Facebook is special, though, he added, since people are emotionally connected.
So a high school friend you haven’t seen for many years may end up being a donor.
“Total strangers aren’t the place to start,” he said.
Whatever the venues, the key to success is a great personal story, add experts, as well as just voicing the need.
The U.S. Department of Health and Human Services reports that 95 percent of U.S. adults support organ donation, but only 54 percent are signed up to become a donor.
Voicing the need
Even with new media, finding donors is still challenging.
National campaigns to educate the public about the critical organ shortage have yet to gain traction, say experts.
And donors who want to give heart, lungs, and other essential organs after their death must register at the Department of Motor Vehicles.
“It’s inappropriate,” said Cameron. “A complete stranger is asking ‘Can we have your organ?’”
Also, personally asking for a donor is overwhelming, said Locke.
“When people become sick, they also become private,” she says. “But they must share personal details about themselves.”
Part of the difficulty is dispelling myths about donating a kidney, Abby Swanson Kazley, a division director of master of science in health informatics at the Medical University of South Carolina, told Healthline.
Donating a kidney doesn’t affect your health.
“You can donate a kidney and still lead a healthy life,” she said.
Josh Harrold, 39, donated a kidney to a friend’s wife after she posted a comment on Facebook about her bad health.

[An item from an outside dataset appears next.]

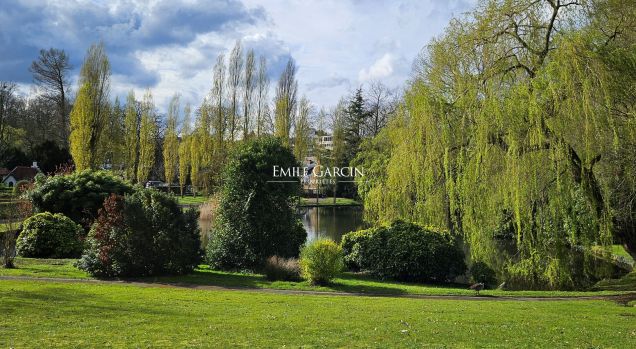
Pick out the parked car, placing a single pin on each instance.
(155, 184)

She was going on the donor list.
“I reached out right away,” he told Healthline. “If she hadn’t been vulnerable, I never would have realized I could be a kidney donor.”
He also educated himself about the health risks of donating a kidney. He discovered that the procedure was minimally invasive and wouldn’t shorten his life span.
“There were no negatives,” he said. “It seemed selfish if I know I could give a kidney and wouldn’t.”
He surprised her with the donation by announcing it on the message board at a sporting event.